Jody Pinto
Dag Hammarskjöld Plaza Sculpture Garden, Hal Bromm
The installation of Jody Pinto’s Structure: For Dürer’s Barnhand, 1985, one of an ongoing series of temporary installations in the small bilevel plaza adjoining the United Nations Building, proved a successful temporary insertion into a not uninteresting but problematic site. In contrast to the sleek Modernism of the plaza and adjacent building, Pinto built a rough wood structure, reminiscent of regional vernacular architecture, that ran east-west along the plaza, visually connecting its two elevations. The west end of the work was a raised pier much like the boardwalks used in Venice when the combination of a full moon and sea storms causes flooding. This pier extended to the low wall that marks the pedestrian entrance to the plaza; a vertical hooked truss partially bridged the entrance, its visual line extending to a twin construction on the opposite, lower level of the plaza. The east boardwalk terminated at the base of a 16-foot plywood-sheathed tower, against which a beam was placed at an abrupt and impossible incline. From the open top of the tower, a large hand, its “palm” painted white, gestured an appeal.
Pinto’s work is influenced by a combination of anecdotal, mythological, and literary sources. In this particular work she looked to a Dürer engraving of the Nativity depicted within a barnlike structure. Darer attempted to link Northern and Southern Renaissance painting, just as Pinto’s installation joined the east and west (and dissimilar) elevations of the plaza; however, it is more likely that Pinto was simply and literally identifying aspects of passage. Her facile interpretation of unusual sources is mitigated, as in all outdoor installations, by the incalculable response of the public. In this case, her interrupted pier created a welcome discourse between the open, noisy, elevated area on Second Avenue and the shaded, street-level plaza on 47th Street. While physical passage was impeded, the work had a continuous conceptual reach.
A concurrent exhibition at Hal Bromm’s East Village gallery included paintings on wood and paper, a plaster construction, and an interior installation. The installation, Passage for an Acrobatic Worship, 1985, was an intimate, isolating work that provided a counterpoint to Pinto’s more open-ended public piece. One entered a narrow darkened corridor that curved out sharply from a wall of the gallery and permitted movement in a clockwise direction only. The corridor ended abruptly at the base of an inclined beam with a perpendicular foot, above which there was a small slot that provided the installation’s only source of interior light.
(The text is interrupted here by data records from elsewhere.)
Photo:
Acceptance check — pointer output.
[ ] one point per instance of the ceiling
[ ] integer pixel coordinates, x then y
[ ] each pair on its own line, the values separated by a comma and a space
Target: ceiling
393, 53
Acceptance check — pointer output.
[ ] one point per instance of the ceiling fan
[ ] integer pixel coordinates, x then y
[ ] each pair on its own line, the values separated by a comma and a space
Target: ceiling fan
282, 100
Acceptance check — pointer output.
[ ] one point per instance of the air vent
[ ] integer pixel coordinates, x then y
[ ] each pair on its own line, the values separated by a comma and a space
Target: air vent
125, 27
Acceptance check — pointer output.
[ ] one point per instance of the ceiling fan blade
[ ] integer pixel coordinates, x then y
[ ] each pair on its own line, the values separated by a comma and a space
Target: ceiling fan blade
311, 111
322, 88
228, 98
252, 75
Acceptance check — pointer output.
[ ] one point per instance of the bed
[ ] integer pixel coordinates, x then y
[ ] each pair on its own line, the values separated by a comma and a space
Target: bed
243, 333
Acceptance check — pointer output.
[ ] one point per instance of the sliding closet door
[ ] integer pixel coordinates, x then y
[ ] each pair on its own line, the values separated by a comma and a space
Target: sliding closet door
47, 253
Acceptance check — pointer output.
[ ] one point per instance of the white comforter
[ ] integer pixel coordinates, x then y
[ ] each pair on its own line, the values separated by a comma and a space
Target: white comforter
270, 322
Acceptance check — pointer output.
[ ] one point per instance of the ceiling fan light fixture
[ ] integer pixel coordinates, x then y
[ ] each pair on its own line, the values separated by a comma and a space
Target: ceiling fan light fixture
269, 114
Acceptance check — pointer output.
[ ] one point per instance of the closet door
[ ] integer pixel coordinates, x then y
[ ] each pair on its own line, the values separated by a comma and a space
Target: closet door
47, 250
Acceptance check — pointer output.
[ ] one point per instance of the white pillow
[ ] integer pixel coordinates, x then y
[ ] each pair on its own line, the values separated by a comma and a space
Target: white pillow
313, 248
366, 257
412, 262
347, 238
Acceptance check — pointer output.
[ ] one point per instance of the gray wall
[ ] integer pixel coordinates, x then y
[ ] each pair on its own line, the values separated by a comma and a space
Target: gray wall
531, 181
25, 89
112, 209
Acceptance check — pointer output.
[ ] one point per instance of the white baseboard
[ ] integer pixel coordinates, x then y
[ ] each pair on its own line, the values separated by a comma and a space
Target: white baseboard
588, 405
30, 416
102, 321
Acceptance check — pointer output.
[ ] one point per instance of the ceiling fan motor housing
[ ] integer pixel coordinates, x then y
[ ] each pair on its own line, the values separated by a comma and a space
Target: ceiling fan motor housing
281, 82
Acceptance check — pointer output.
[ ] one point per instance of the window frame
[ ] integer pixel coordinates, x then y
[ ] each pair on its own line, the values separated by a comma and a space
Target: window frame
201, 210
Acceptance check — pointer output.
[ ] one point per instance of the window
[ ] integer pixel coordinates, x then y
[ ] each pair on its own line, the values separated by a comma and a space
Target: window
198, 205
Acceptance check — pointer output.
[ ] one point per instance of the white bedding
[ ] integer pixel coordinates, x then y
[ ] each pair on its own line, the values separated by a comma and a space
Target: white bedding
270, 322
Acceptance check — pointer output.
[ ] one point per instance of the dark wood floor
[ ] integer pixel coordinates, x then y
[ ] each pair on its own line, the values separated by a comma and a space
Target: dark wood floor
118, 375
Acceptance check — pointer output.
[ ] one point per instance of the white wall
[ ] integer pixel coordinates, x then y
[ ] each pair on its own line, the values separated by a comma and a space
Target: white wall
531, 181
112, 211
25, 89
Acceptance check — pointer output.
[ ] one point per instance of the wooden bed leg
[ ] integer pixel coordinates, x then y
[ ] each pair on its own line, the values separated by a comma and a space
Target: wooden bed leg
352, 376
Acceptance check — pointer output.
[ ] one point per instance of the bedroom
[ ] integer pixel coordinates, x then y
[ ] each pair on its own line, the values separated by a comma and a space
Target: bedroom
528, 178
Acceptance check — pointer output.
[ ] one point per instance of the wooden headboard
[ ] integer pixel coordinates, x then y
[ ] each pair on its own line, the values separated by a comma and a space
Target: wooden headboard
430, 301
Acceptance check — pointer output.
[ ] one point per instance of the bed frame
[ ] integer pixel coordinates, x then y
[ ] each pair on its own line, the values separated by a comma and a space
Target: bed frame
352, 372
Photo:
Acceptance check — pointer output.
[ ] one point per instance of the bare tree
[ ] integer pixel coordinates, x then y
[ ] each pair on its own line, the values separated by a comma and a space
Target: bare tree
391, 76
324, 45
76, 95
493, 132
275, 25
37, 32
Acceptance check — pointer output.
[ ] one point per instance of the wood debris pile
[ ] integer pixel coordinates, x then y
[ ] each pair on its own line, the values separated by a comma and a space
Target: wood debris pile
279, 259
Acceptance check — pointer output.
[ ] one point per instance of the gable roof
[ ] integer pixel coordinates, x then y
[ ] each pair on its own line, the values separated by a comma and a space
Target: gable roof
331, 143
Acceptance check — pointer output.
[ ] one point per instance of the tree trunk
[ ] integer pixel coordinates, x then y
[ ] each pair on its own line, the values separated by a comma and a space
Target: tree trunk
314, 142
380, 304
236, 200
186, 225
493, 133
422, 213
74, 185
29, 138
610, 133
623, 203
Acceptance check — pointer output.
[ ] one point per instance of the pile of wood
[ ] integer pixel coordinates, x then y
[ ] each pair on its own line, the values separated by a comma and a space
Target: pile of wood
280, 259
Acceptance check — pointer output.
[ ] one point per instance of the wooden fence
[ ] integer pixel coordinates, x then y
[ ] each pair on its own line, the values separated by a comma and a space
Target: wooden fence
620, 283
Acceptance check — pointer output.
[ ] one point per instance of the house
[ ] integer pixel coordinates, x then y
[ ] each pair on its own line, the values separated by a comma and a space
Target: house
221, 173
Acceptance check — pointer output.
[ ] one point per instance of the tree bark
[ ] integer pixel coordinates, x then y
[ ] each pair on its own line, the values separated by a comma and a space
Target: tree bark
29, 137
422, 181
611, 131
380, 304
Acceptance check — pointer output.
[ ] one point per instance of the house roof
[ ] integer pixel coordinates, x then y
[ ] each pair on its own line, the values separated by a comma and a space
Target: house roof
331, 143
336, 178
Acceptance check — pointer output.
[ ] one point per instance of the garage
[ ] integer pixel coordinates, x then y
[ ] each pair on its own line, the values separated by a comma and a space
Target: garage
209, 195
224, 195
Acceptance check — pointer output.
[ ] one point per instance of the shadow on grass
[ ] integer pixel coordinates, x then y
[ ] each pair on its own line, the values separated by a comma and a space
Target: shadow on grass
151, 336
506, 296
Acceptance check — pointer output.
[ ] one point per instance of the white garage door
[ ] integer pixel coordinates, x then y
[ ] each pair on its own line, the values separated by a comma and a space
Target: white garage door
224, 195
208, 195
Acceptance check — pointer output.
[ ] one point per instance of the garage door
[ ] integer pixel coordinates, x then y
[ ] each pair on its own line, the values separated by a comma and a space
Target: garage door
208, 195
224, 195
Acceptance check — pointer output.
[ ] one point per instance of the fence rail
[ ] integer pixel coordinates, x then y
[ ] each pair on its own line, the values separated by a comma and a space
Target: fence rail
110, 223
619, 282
One could recline on this beam fora moment of isolated reflection; leather straps, similar to the handles on a vaulting horse, were provided in case meditation should lead to impulsive acrobatics. In this installation, Pinto confirmed (as she had in earlier work) that discipline derives from introspection and is not outwardly imposed.
Pinto’s large installations engage on many levels. The act or the promise of passage, as well as the works’ titles, encourage an interpretive, theoretical reading, and she has a clear understanding of the difference between public and private production. Although her lexicon of unusual sources did not, in the recent constructions, seem to significantly advance her ideological investigations, there is in all of her work a sense of impending breakthrough to the exposure of the myths that structure our society and bind us to the past.